Now, I don't think the dividend should be the first priority for investors – earnings growth and valuation are the most important aspects of an ASX share consideration, in my opinion.
However, I do think that Telstra shares tick many boxes. Mobile subscribers are growing and the average revenue per user (ARPU) is increasing thanks to price rises. Growing revenue is an integral element for profit growth, and profit is a major part of the valuation picture, in my opinion.
I'd be happy to buy Telstra shares for the long term at the current valuation, particularly given the potential size of the dividend in the coming years.
Telstra dividend FY28 forecast
As we know, the 2025 financial year is already underway, and the 2028 financial year is now just three years away.
In FY24, Telstra's board of directors decided on an annual dividend per share of 18 cents per share. That currently translates into a fully franked dividend yield of 4.5% and a grossed-up dividend yield of 6.5%.
Broker UBS thinks the company will increase its annual dividend per share again in FY25 to 19 cents per share. That translates into a forward fully franked dividend yield of 4.8% and a grossed-up dividend yield of 6.9%.
According to the broker, Telstra could experience solid dividend growth by FY28. UBS suggests the 2028 annual dividend payout could be 24 cents per share, representing 33% growth compared to the FY24 payout.
At the current Telstra share price, UBS analysts predict Telstra could have a fully franked dividend yield of 6.1% and a grossed-up dividend yield of 8.7%. If this prediction proves accurate, it would be a very good yield for shareholders.
The broker thinks the dividend could grow even faster if there is a quicker-than-expected contribution from InfraCo's intercity fibre project as well as better-than-expected cost reductions beyond FY25.
Profit growth expected
UBS is forecasting significant profit growth for Telstra in the coming years.

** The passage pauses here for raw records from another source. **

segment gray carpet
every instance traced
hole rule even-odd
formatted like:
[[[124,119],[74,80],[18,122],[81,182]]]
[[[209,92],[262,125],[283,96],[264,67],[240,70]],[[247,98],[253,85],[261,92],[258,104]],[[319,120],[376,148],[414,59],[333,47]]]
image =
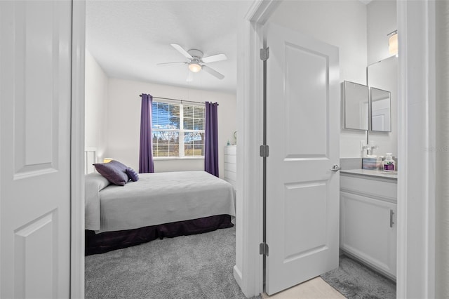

Analysts predict the company could make $2.15 billion of net profit after tax (NPAT) in FY25.
By FY28, Telstra's net profit could rise to $2.96 billion, which translates into earnings per share (EPS) of 26 cents. That implies the dividend payout ratio could be 92% in the 2028 financial year.
UBS thinks Telstra can achieve these growth numbers through subscriber growth, price rises and cost reduction.